Short-term disability plans provide benefits (usually a fixed percentage of the employee's salary) for a set number of days (typically 180). After that period of time, assuming the employee is still disabled, long-term disability insurance (if available) kicks in, and the employee receives benefits under that program until he or she is no longer disabled.
Typically, under a group plan, these benefits are fixed and not adjusted for inflation (in contrast, individual policies often offer an inflation rider). And if an employer pays all or a portion of the premium for disability coverage, then the portion of the benefits paid to employees that is attributable to the employer's contribution is considered taxable income.

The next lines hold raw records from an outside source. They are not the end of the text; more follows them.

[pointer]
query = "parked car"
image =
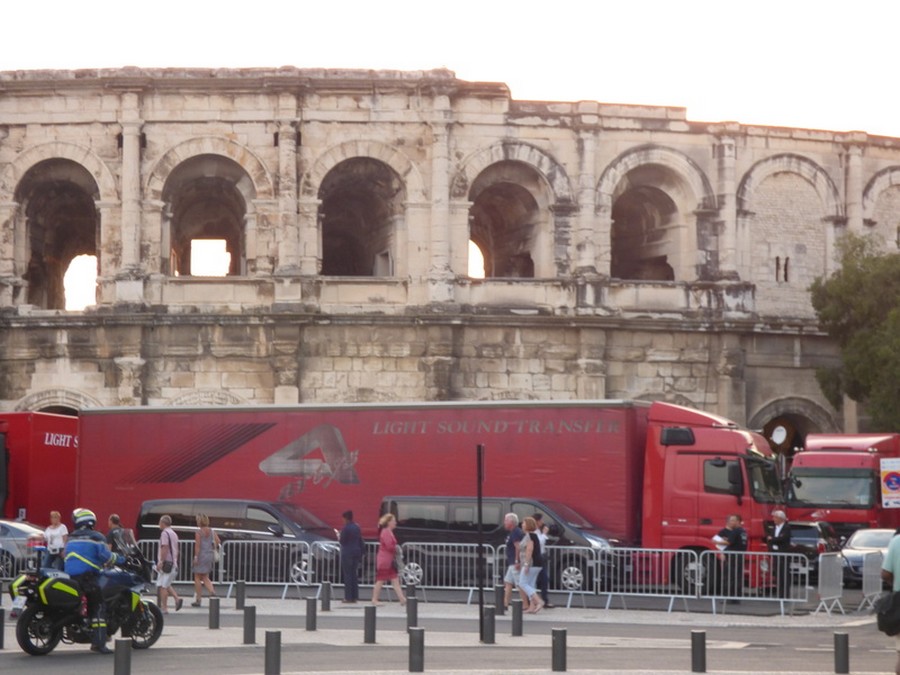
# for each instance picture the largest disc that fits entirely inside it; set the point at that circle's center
(861, 542)
(813, 538)
(271, 531)
(18, 542)
(452, 520)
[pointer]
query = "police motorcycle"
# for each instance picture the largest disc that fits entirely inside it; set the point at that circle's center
(52, 607)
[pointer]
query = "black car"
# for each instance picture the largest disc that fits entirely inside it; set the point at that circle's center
(812, 539)
(861, 542)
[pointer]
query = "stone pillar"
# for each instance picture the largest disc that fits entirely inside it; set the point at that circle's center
(725, 152)
(309, 239)
(585, 253)
(131, 185)
(440, 274)
(130, 390)
(288, 262)
(12, 249)
(854, 188)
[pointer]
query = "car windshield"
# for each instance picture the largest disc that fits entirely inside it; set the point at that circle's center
(848, 488)
(570, 516)
(306, 520)
(870, 539)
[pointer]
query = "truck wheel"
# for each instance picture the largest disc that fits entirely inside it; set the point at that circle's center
(413, 573)
(573, 575)
(300, 571)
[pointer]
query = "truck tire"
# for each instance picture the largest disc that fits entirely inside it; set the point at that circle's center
(574, 575)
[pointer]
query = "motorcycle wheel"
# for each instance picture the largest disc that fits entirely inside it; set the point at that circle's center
(148, 627)
(35, 632)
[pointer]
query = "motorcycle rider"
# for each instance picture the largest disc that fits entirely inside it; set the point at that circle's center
(86, 555)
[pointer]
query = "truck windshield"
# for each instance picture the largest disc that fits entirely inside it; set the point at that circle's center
(764, 481)
(847, 488)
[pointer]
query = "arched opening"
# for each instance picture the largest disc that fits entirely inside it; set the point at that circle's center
(362, 198)
(80, 282)
(645, 222)
(207, 199)
(60, 410)
(506, 217)
(476, 261)
(62, 222)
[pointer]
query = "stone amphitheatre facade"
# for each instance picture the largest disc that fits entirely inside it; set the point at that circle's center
(628, 252)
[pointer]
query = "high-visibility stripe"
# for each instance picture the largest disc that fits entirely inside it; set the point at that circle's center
(56, 585)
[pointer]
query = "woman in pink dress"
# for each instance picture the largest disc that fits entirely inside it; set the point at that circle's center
(385, 567)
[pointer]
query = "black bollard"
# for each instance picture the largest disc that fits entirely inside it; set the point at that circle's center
(698, 651)
(559, 650)
(490, 627)
(310, 614)
(417, 650)
(214, 613)
(122, 657)
(326, 596)
(499, 607)
(841, 653)
(240, 595)
(273, 652)
(369, 626)
(412, 612)
(516, 605)
(250, 625)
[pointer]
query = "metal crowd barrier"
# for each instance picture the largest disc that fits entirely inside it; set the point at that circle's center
(737, 576)
(872, 585)
(831, 582)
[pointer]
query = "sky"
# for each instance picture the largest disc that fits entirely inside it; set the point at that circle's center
(796, 63)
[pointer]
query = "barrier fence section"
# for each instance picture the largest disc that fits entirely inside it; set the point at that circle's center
(736, 576)
(872, 585)
(831, 582)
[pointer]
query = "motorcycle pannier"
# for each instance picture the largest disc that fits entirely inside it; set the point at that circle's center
(59, 592)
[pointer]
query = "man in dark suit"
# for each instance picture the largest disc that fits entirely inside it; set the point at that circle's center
(779, 541)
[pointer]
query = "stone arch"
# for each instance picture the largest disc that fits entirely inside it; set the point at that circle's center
(261, 183)
(791, 163)
(658, 203)
(210, 397)
(64, 398)
(396, 160)
(85, 157)
(802, 415)
(551, 170)
(881, 181)
(679, 163)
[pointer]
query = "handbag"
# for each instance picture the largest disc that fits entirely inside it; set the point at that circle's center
(887, 609)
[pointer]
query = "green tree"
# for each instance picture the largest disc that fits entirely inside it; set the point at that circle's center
(859, 306)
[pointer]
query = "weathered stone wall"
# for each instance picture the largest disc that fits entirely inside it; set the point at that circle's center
(628, 251)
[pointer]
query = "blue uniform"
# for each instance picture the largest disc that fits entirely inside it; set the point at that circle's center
(86, 552)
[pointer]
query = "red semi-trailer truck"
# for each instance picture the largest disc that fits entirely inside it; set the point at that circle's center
(656, 475)
(837, 477)
(37, 465)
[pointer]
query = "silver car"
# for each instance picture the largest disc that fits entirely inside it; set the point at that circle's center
(19, 547)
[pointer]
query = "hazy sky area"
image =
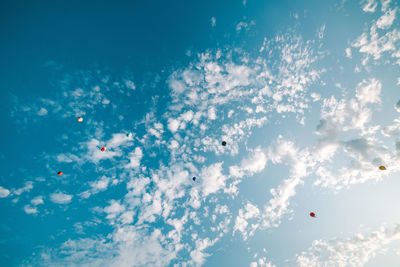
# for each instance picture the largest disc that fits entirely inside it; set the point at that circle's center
(306, 95)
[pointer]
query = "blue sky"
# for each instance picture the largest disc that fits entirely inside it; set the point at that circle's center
(305, 93)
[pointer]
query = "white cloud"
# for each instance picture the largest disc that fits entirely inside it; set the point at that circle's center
(37, 200)
(95, 154)
(245, 25)
(42, 112)
(370, 6)
(387, 19)
(173, 125)
(254, 164)
(4, 192)
(354, 251)
(197, 255)
(114, 209)
(397, 106)
(30, 210)
(100, 185)
(129, 84)
(369, 91)
(385, 4)
(27, 187)
(213, 180)
(134, 158)
(371, 44)
(348, 52)
(60, 198)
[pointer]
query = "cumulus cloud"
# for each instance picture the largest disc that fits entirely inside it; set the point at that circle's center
(27, 187)
(354, 251)
(215, 180)
(369, 6)
(30, 210)
(42, 112)
(397, 106)
(134, 158)
(387, 19)
(37, 200)
(4, 192)
(254, 164)
(60, 198)
(368, 91)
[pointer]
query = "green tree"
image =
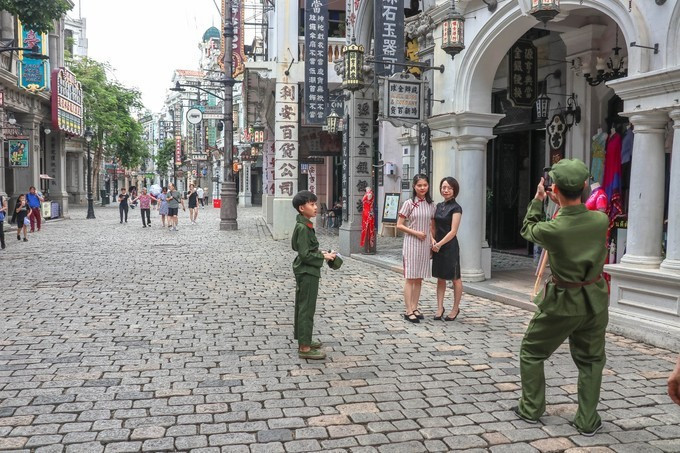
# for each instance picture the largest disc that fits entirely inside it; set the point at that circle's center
(38, 15)
(109, 108)
(164, 156)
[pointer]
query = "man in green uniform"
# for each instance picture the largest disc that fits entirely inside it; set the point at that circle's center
(306, 267)
(574, 302)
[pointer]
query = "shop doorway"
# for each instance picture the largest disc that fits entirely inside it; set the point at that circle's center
(514, 168)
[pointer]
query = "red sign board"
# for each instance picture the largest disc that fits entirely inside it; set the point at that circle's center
(67, 102)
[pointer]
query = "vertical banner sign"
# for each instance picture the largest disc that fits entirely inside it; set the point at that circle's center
(345, 170)
(238, 51)
(316, 61)
(286, 137)
(19, 150)
(33, 72)
(523, 60)
(389, 32)
(423, 149)
(67, 102)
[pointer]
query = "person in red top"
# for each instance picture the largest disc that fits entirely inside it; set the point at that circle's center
(144, 206)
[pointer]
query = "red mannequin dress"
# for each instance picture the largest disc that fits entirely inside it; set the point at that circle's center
(367, 220)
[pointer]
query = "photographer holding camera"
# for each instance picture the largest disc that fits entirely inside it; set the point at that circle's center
(574, 302)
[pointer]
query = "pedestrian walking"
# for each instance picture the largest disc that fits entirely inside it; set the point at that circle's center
(144, 206)
(123, 198)
(200, 194)
(418, 211)
(174, 199)
(193, 204)
(23, 212)
(306, 267)
(33, 198)
(446, 251)
(3, 215)
(163, 205)
(674, 383)
(573, 303)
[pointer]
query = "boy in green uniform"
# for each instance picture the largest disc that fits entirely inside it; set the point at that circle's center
(574, 302)
(306, 267)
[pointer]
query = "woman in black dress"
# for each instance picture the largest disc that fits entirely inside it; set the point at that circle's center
(446, 256)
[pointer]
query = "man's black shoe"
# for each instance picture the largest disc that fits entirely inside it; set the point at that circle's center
(526, 419)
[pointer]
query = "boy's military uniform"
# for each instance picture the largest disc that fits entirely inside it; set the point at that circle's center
(306, 267)
(574, 302)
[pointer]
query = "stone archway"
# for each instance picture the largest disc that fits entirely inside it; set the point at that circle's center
(489, 46)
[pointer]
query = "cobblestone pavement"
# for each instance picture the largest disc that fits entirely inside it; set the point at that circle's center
(122, 339)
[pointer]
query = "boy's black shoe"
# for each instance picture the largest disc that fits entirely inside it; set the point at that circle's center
(590, 433)
(526, 419)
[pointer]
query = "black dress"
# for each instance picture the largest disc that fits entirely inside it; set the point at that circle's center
(446, 262)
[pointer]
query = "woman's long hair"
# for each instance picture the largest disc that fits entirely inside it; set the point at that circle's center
(417, 178)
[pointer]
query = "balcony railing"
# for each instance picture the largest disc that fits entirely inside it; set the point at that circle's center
(334, 48)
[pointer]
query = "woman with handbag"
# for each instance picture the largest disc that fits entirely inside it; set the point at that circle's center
(22, 217)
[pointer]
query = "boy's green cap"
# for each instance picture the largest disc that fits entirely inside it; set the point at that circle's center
(569, 174)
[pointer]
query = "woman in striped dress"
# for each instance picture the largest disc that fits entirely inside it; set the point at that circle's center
(418, 213)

Though not an insurance plan per se, a cafeteria plan can offer employees a way to pay their portion of insurance premiums with pretax dollars. If you implement a cafeteria plan as part of your business's benefits program and the plan satisfies certain requirements, employees can elect to forgo a portion of their salary and have that money instead go to pay for their premium payments, without the amount being included in their taxable income.
Employees save money because their taxable income is reduced, yet benefits remain the same. The employer's payroll taxes are reduced as well, because the employees are receiving lower salaries than they were before the cafeteria plan was implemented.
In order for a plan to qualify as a cafeteria plan under the Internal Revenue Code, it must satisfy certain requirements. In addition, an employer that has established a cafeteria plan is required to annually file a Form 5500 tax return for the plan.